Unfortunately, this required disabling the warning that would appear if mixed precision was used on a GPU that didn't fully support it. A warning will still appear if there is no GPU, but no log will appear if the user does have a GPU, because in that case we cannot tell if the GPU is support or not. I will try to get the warning back by 2.3. PiperOrigin-RevId: 302561652 Change-Id: Ic73d06a4531a052009e83080de7af257042f33e1
2020-03-23 18:08:14 -07:00 · 2020-03-23 18:08:14 -07:00 · f748283ee0
commit f748283ee0
parent 8581cdd0d0
3 changed files with 31 additions and 17 deletions
--- a/tensorflow/python/keras/mixed_precision/experimental/device_compatibility_check.py
+++ b/tensorflow/python/keras/mixed_precision/experimental/device_compatibility_check.py
@ -22,6 +22,7 @@ import itertools

 from tensorflow.python.client import device_lib
 from tensorflow.python.eager import context
+from tensorflow.python.framework import config
 from tensorflow.python.framework import gpu_util
 from tensorflow.python.platform import tf_logging

@ -133,7 +134,7 @@ def _log_device_compatibility_check(policy_name, device_attr_list):
 _logged_compatibility_check = False


-def log_device_compatibility_check(policy_name):
+def log_device_compatibility_check(policy_name, skip_local):
  """Logs a compatibility check if the devices support the policy.

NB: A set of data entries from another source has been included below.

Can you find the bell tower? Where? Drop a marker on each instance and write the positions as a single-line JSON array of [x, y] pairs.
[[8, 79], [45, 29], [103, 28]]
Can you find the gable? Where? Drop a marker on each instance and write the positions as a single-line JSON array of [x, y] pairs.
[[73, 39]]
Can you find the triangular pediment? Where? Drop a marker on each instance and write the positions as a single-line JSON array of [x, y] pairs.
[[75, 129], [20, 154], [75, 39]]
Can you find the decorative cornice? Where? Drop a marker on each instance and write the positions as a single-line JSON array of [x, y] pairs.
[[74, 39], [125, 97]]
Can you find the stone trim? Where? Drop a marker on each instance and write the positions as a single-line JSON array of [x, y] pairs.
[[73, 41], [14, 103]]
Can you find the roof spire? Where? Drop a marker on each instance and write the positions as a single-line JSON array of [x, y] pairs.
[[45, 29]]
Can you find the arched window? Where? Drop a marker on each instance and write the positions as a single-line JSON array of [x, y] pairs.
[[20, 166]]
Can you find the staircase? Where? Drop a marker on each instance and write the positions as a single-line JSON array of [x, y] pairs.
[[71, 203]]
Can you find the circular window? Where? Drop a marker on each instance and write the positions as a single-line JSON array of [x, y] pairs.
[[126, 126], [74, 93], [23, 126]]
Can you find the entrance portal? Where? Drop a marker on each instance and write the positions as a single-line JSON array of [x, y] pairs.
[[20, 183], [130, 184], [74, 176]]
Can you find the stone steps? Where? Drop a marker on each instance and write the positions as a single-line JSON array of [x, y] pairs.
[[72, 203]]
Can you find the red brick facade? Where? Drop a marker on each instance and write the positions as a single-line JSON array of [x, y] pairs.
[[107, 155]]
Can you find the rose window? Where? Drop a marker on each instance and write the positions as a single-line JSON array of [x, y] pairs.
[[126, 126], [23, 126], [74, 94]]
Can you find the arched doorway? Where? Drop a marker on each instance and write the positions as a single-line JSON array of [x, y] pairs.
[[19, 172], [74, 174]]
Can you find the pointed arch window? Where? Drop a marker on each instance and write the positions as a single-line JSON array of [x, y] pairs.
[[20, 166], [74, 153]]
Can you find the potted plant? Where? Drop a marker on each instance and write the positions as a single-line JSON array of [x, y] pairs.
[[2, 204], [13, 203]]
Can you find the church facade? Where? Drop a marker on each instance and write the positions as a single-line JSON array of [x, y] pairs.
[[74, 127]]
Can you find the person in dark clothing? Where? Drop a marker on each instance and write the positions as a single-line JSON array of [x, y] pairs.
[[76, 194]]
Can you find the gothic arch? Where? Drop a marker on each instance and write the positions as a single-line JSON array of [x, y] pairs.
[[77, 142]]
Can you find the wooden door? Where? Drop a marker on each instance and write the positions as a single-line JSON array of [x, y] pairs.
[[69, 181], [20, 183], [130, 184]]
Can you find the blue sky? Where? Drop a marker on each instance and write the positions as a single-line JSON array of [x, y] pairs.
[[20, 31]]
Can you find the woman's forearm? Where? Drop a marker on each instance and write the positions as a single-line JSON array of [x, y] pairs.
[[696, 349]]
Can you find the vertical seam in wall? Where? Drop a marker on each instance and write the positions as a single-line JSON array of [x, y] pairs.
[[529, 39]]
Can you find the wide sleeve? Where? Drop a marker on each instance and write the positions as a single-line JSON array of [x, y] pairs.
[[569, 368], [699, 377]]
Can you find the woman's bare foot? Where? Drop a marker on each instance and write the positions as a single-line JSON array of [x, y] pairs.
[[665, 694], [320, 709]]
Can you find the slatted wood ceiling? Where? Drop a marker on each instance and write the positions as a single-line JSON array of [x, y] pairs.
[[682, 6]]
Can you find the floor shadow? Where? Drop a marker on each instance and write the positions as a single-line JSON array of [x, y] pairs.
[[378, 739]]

  Currently only logs for the policy mixed_float16. A log is shown only the
@ -141,6 +142,11 @@ def log_device_compatibility_check(policy_name):

  Args:
    policy_name: The name of the dtype policy.
+    skip_local: If True, do not call list_local_devices(). This is useful since
+      if list_local_devices() and tf.config.set_visible_devices() are both
+      called, TensorFlow will crash. However, since GPU names and compute
+      capabilities cannot be checked without list_local_devices(), setting this
+      to True means the function will only warn if there are no GPUs.
  """
  global _logged_compatibility_check
  # In graph mode, calling list_local_devices may initialize some session state,
@ -149,5 +155,16 @@ def log_device_compatibility_check(policy_name):
    return
  _logged_compatibility_check = True
  device_attr_list = device_lib.list_local_devices()
-  _log_device_compatibility_check(policy_name, device_attr_list)
+  if not skip_local:
+    _log_device_compatibility_check(policy_name, device_attr_list)
+    return

+  # TODO(b/146009447): Create an API to replace list_local_devices(), then
+  # remove the skip_local paramater.
+  gpus = config.list_physical_devices('GPU')
+  if not gpus and policy_name == 'mixed_float16':
+    tf_logging.warn(
+        '%s\n'
+        'The dtype policy mixed_float16 may run slowly because '
+        'this machine does not have a GPU.\n%s' %
+        (_COMPAT_CHECK_WARNING_PREFIX, _COMPAT_CHECK_WARNING_SUFFIX))
--- a/tensorflow/python/keras/mixed_precision/experimental/policy.py
+++ b/tensorflow/python/keras/mixed_precision/experimental/policy.py
@ -333,7 +333,8 @@ class Policy(object):
    self._loss_scale = keras_loss_scale_module.get(loss_scale)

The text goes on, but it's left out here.